And he raised his parents to the highest place of honour;1 and they [all] fell down before Him, prostrating themselves in adoration.2 Thereupon [Joseph] said: "O my father! This is the real meaning of my dream of long ago, which my Sustainer has made come true.3 And He was indeed good to me when He freed me from the prison, and [when] He brought you [all unto me] from the desert after Satan had sown discord between me and my brothers.
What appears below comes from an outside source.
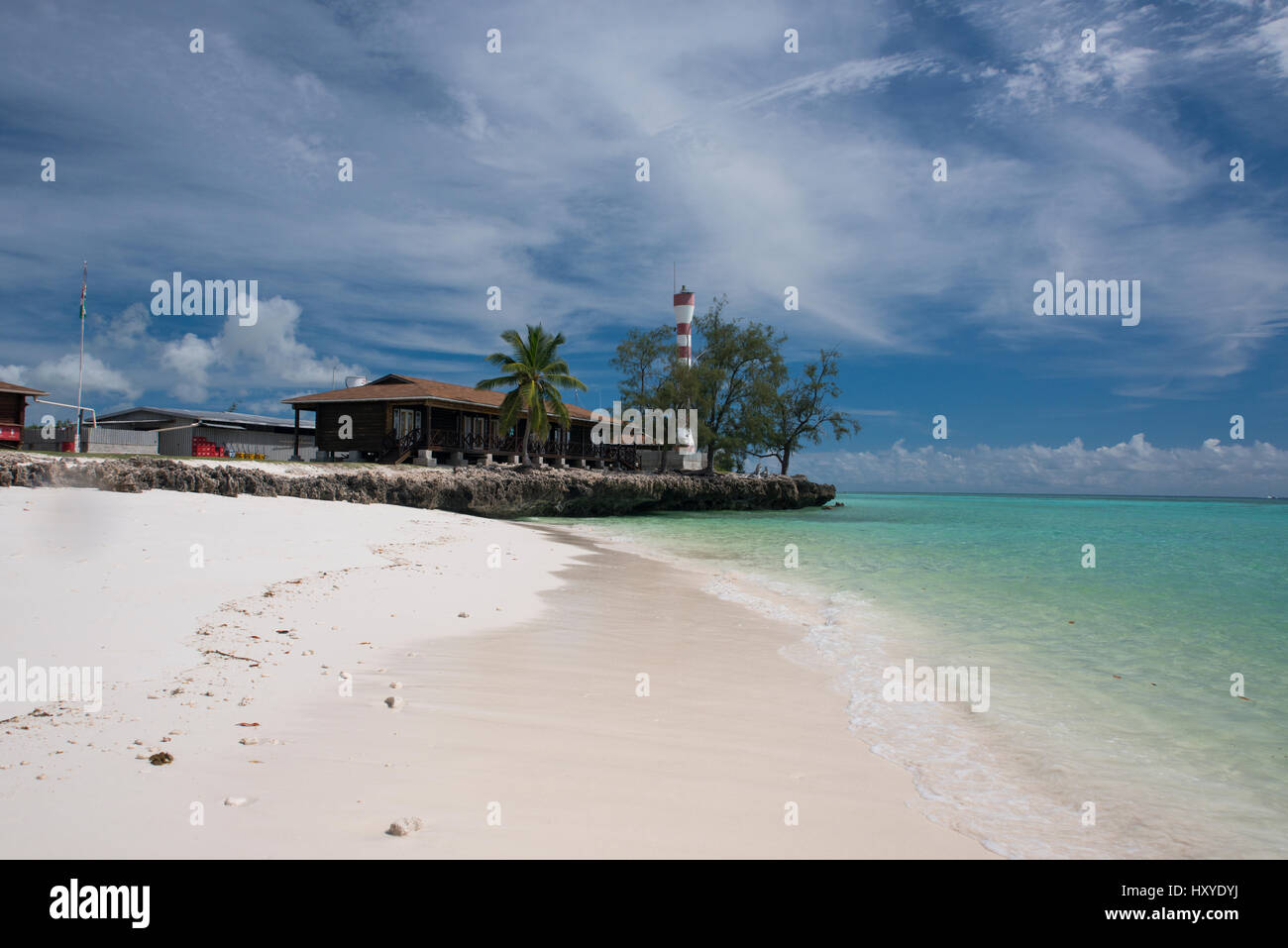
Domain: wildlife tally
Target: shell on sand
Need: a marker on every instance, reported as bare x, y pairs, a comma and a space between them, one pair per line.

Verily, my Sustainer is unfathomable in [the way He brings about] whatever He wills:4 verily, He alone is all-knowing, truly wise!
  • Lit., "onto the throne (al-'arsh)", in the metaphorical sense of this word.
  • According to 'Abd Allah ibn 'Abbas (as quoted by Razi), the personal pronoun in "before Him" relates to God, since it is inconceivable that Joseph would have allowed his parents to prostrate themselves before himself.
  • The fulfilment of Joseph's childhood dream consisted in the high dignity with which he was now invested and in the fact that his parents and his brothers had come from Canaan to Egypt for his sake: for "no reasonable person can expect that the fulfilment of a dream should be an exact replica of the dream itself" (Razi, alluding to the symbolic prostration of the eleven stars, the sun and the moon mentioned in verse 4 of this surah).
  • As regards my rendering of latif as "unfathomable", see surah 6, note 89. In the present instance, this term supplies a further accent, as it were, on the theme "judgment as to what is to happen rests with none but God" (verse 67).